Comparison Of Determined Variables Between The Three Studied Groups (± SD)

	Ringer’s solution	Gelatin (4%)	HES (6%)	p-value
Extubation time (min)	452 (418–508)	445 (410–500)	463 (420–430)	0.215
ICU stay time (hours)	46 (42–48)	47 (43–48)	45 (42–48)	0.175
Arrhythmias in ICU (n)	2	0	2	0.459

Discussion

The main result of this study was that haemodynamic stability could be achieved after CABG surgery with less volume of HES than gelatin and Ringer’s solutions. The kidney function was better in the short term in the HES group than in the other two groups.

In our centre, we selected adult patients for CABG. We are aware that enough of a suitable volume expander is needed for haemodynamic stability after CABG, and that some volume expanders have side effects. Patients usually have a systemic inflammatory response after CPB for CABG and the resultant endothelial damage leads to hyperpermeability and interstitial oedema.4

Some researchers have shown that HES reduced inflammation and endothelial damage.4 It also maintained the cell’s integrity and function.4,9 Lower-molecular weight HES molecules had an effect on the arteriolar integrity and could reduce arteriole-induced oedema in clinical and experimental models.10 Reported effects of HES usage were improvement in the microcirculation and the oxygenation of organs.11 HES also had an effect on inflammation. Reduction of macrophage inflammatory protein (MIP-2), IL-1β and TNF-α levels was found to be a mechanism for reduction of inflammation after the use of HES.12

The most dangerous complication after CABG is kidney damage and some researchers demonstrated kidney damage after the use of HES but found gelatin (4%) to be safer.8 Others have shown little reduction in glomerular filtration rate (GFR) after the use of high-molecular weight HES.13 Boldt et al. reported a lower inflammation rate and better GFR with HES.4

In our study there was better haemodynamic stability with lower volumes of HES. Renal function was good after its use in the first two days after CABG, which indicates that renal function can be maintained after use of 6% HES. Other reporters have shown less renal damage after the use of HES than with gelatin, albumin and Ringer’s solutions.4

In our study we used less volumes of HES than Ringer’s solution and gelatin and this produced a better volume-expanding effect with HES than with gelatin and Ringer’s solutions. Better oxygenation and lower serum lactate concentration were shown after the use of HES than with gelatin.15 There were no differences between the three groups as far as mortality rate is concerned.

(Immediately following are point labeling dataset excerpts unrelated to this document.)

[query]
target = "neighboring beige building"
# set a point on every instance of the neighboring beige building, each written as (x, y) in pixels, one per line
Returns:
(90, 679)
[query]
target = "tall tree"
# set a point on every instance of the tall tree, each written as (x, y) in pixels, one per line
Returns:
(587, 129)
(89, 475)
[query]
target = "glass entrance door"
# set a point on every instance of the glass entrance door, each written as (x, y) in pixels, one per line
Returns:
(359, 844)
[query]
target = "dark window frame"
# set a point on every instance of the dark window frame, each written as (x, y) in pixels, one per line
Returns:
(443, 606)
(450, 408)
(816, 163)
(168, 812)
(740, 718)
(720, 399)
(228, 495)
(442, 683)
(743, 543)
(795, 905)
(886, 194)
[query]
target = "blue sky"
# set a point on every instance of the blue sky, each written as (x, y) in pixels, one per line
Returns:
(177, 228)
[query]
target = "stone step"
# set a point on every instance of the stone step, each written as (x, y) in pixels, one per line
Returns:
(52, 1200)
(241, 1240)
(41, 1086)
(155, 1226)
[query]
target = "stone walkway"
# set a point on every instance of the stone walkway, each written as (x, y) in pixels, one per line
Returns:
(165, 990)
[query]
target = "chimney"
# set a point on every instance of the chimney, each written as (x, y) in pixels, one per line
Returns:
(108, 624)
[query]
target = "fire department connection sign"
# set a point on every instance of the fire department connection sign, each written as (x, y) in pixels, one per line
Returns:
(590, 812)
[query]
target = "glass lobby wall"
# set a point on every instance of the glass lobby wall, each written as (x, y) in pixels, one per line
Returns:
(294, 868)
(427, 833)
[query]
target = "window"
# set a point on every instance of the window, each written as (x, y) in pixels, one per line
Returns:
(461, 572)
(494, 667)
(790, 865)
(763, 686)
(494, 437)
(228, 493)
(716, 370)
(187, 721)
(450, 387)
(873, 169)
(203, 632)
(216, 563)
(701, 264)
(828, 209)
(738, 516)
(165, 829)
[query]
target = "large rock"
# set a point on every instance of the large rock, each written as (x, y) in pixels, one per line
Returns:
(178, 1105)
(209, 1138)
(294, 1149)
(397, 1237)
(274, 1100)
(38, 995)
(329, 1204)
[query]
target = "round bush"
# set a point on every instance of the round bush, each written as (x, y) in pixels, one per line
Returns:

There were some limitations to the study. Because of the systemic inflammatory response after CPB, it would have been advisable to compare inflammatory biomarkers in the three groups but this was not done. It has been reported that HES had an effect on the acid–base balance in some studies, but this was not determined in our study.

Conclusion

Our study showed that HES (6%) had a better volume-expanding effect than gelatin (4%) and Ringer’s solution, and its short-term effects on renal function were also better than with gelatin and Ringer’s solution.